Friday, July 3, 2009

June 30 - Part 2

In between driving all over the Wiltshire countryside we stopped off at Avebury - the village inside a stone circle - or henge to give it the correct name.

In the background, right from when we saw the first horse at Westbury, all we could hear in the morning was small arms fire, rifle fire and the occasional F1-11 flying over because Salisbury Plain, at the southern side of where we were, is all Ministry of Defence land and they were having exercises or training and generally making a lot of noise. Right until we got to the last horse, near Devizes, in the afternoon they had changed to artillery fire, and on one of the roads there were roadsigns for tank crossings!

Avebury is a lovely little village, and we managed to walk around the entire stone circle, and photographed pretty nearly every stone! My sister, like myself, is an imaginative soul and we were seeing all sorts of different things in the stones, but our two favourite are the beagle and the cat.


There are dozens of other stones, one of which reminded me of a character out of Star Wars and another that looked like an alien in a Dr Who episode.

Like I said, wild imagation!

We actually passed through Avebury a few times - first was immediately after seeing Silbury Hill, which unfortunately they don't allow public access to any more because of erosion, and we missed the sign for the carpark, then again later in the afternoon when we were headed up to the Broadtown and Hackpen white horses and then back through a third time to get to the Roundway horse.

It was on the way between the Westbury horse and Cherhill that we saw our first crop circle - quite by sheer happenstance. I was busily looking out the right side of the car, my sister who was driving caught something out the corner of her eye so we screamed to a halt (literally) in the next layby and walked back and there was a crop circle in a wheat field not 50 yards away from us. If there had been a high point nearby we would have gone there to look down on it but sadly there wasn't. In the photo you can see faint markings where the edge of the circle is.

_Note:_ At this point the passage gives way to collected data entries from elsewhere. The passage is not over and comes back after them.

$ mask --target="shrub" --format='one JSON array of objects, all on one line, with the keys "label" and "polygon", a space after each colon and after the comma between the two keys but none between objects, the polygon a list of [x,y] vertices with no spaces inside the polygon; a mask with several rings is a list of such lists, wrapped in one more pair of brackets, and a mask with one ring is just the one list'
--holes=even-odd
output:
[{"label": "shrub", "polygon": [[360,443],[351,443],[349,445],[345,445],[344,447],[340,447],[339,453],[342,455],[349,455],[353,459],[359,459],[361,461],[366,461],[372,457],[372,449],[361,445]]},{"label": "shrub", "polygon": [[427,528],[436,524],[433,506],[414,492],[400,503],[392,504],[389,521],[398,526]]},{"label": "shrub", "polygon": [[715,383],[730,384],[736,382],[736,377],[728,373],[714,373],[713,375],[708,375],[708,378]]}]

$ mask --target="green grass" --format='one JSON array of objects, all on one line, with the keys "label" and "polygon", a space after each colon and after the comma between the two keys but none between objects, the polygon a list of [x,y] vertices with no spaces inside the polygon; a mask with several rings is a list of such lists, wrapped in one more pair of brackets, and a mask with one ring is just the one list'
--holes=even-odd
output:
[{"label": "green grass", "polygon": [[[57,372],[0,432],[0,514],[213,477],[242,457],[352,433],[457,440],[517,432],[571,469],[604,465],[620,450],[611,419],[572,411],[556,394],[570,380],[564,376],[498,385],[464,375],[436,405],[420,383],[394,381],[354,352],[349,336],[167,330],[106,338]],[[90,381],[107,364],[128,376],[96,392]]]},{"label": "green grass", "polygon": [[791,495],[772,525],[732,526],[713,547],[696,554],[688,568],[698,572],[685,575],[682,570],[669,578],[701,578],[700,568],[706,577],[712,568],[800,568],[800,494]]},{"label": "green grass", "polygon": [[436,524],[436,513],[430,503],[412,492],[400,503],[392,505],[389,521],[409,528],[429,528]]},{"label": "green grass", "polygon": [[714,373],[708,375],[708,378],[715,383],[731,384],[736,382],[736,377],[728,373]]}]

However, we did see a small plane flying around all afternoon in most of the places we visited, possibly taking photos of the crop circles - of which we caught glimpses of many! We did kick ourselves that we could have seen the one at Alston Barnes if we'd walked across the road from where we'd parked to look at some prehistoric earthworks and up the hill and we would be looking down on it. Still, I'm satisfied that I've seen crop circles now - I can cross that off my bucket list!